「是嗎?」
陸遲明卻沒有動,只是淡漠地望著手中的劍。
「那是當然。」陰魔盈盈下拜,語調柔婉而又恭順,「您既然下了那樣的命令,沒有您的指示,又有哪一個魔修敢輕舉妄動呢?」
陰魔所說的,乃是陸遲明抵達魔域之後,所下達的第一個命令。
……
「從今以後,爾等須服從我一切命令。」
高坐於玉座之上的男子,帶著淡漠的神情,將這樣一句匪夷所思的話從容道來,仿佛這根本不是什麼大不了的事一樣。

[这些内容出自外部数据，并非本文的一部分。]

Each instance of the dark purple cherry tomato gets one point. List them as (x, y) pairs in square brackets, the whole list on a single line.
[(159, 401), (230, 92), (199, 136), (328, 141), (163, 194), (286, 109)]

玉座之下,一片譁然。一眾魔修紛紛變了臉色,有不少還抽出刀來,直直指向陸遲明的面龐!
「開什麼玩笑?你以為你是老幾啊!」
「別以為當上了魔尊就能騎到我們頭上,奉你為魔尊不過是給陰魔大人一個面子,你還真以為自己是個人物了?」
「不就是宰了幾個沒用的正道廢物,還真敢說啊!」
「噗、噗嗤——你們聽到那傢伙說了什麼嗎哈哈哈哈哈!」
「小少爺,讓你爺爺我來告訴你!這魔界——可不是那麼好混的!」
一時之間,唇槍舌劍、刀光劍影,俱是向著陸遲明飛了過去,生生交織成一片天羅地網,不給哪怕一隻燕雀逃離的機會,勢要將這位新上任的魔尊格殺當場!
煩惱魔合上了眼,手持骷髏念珠,雙手合十,只是口中頌的並非是佛號,而是一句——「愚不可及。」
天魔在一旁哼笑:「說出那種話,當然是愚不可及了,哪來的蠢貨,居然以為當上了魔尊就能在魔域為所欲為……」
煩惱魔睜開眼睛,似笑非笑地掃了天魔一眼:「貧僧說的愚不可及,可不是指尊上。」
天魔一愣:「啥?不是他還能是誰——」
他的聲音猛地噎在喉嚨里。
龍族過人的五感,已經從空氣中驟然濃烈起來的血腥味中嗅到了真相——當事人自己都未覺察到的真相。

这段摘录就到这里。